Great September Showcase Festival & Conference zapowiada się na największy tego typu festiwal w Polsce, w którym oprócz koncertów odbędzie się część konferencyjna z udziałem artystów i przedstawicieli branży muzycznej. Karnet na festiwal, uprawniający do wstępu na wszystkie wydarzenia aktualnie dostępny jest w cenie 129 zł (do 31 sierpnia, od 1 września cena wzrasta do 149 złotych). Wejściówki można kupić za pośrednictwem serwisów eBilet oraz Eventim. Szczegóły na stronie internetowej Great September.
Sylwetki wykonawców:
Margaret – jedna z najbardziej wyróżniających się młodych wokalistek na rodzimej scenie. Na jej koncercie możemy spodziewać się piosenek z najnowszej albumu, wydanego w 2021 roku „Maggie Vision”, najbardziej dojrzałego i dopracowanego materiał wokalistki.
Igor Herbut – założyciel i wokalista grupy LemON w 2020 roku zaprezentował swój pierwszy solowy album „Chrust”, dwukrotnie nominowany do nagrody Fryderyka. Własny materiał Igora Herbuta pełen jest nastrojowych, wypełnionych emocjami i dopracowanych do perfekcji kompozycji.

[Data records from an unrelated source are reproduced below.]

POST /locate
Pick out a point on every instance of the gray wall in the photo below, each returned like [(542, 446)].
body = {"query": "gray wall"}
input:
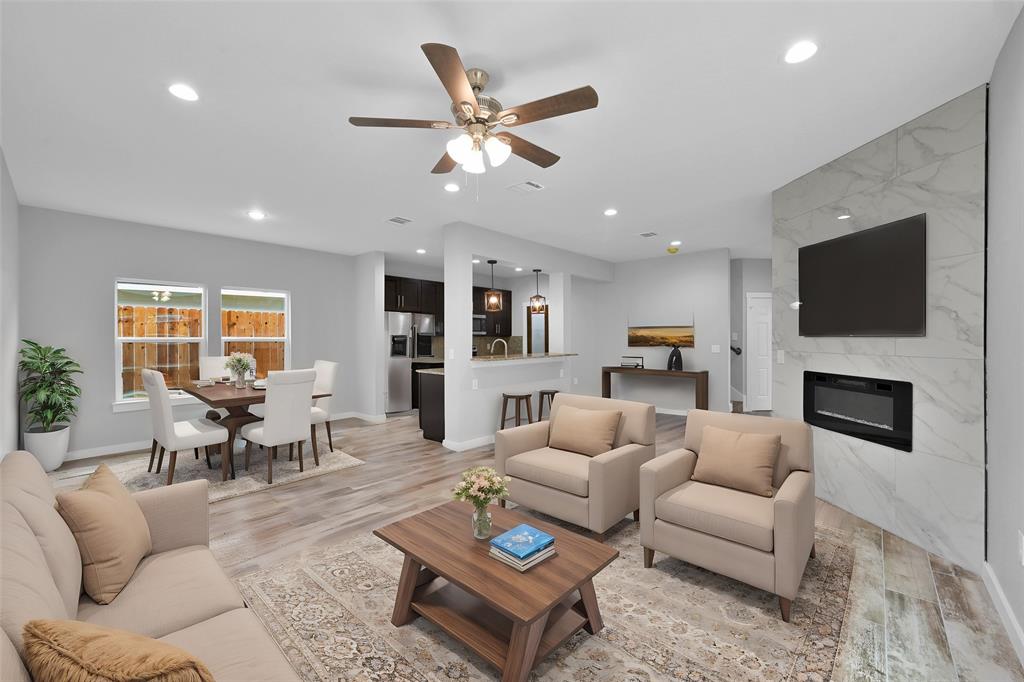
[(935, 165), (745, 275), (1006, 323), (9, 426), (71, 261)]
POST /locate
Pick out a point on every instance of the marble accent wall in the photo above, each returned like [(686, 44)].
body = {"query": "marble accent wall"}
[(935, 164)]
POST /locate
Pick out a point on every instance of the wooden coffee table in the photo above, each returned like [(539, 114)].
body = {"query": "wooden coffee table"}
[(512, 620)]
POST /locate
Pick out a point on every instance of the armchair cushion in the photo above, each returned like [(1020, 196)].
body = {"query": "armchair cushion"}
[(734, 515), (555, 468), (586, 431), (741, 461)]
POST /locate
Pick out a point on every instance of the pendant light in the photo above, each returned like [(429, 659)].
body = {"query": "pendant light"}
[(493, 298), (538, 302)]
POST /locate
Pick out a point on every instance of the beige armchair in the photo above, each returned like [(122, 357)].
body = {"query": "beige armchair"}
[(591, 492), (764, 542)]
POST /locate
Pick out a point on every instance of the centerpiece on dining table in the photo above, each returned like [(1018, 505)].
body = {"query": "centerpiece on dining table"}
[(240, 365), (479, 486)]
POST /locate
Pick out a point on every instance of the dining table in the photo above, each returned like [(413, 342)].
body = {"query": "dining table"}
[(237, 401)]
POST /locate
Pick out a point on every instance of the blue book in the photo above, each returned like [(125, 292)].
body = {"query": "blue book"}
[(522, 542)]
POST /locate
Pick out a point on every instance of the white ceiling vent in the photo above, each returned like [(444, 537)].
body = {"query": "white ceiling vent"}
[(525, 187)]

Aljas – żeński rap w najlepszym, zaangażowanym wydaniu. Wersy wbijające się raz za razem, a do tego oldschoolowe bity, które jedynie wzmacniają przekaz. Aljas robi sporo zamieszania i właśnie o to chodzi – to rap mówiący o czymś i zaadresowany do konkretnych odbiorców, nie ma mowy o przypadkach.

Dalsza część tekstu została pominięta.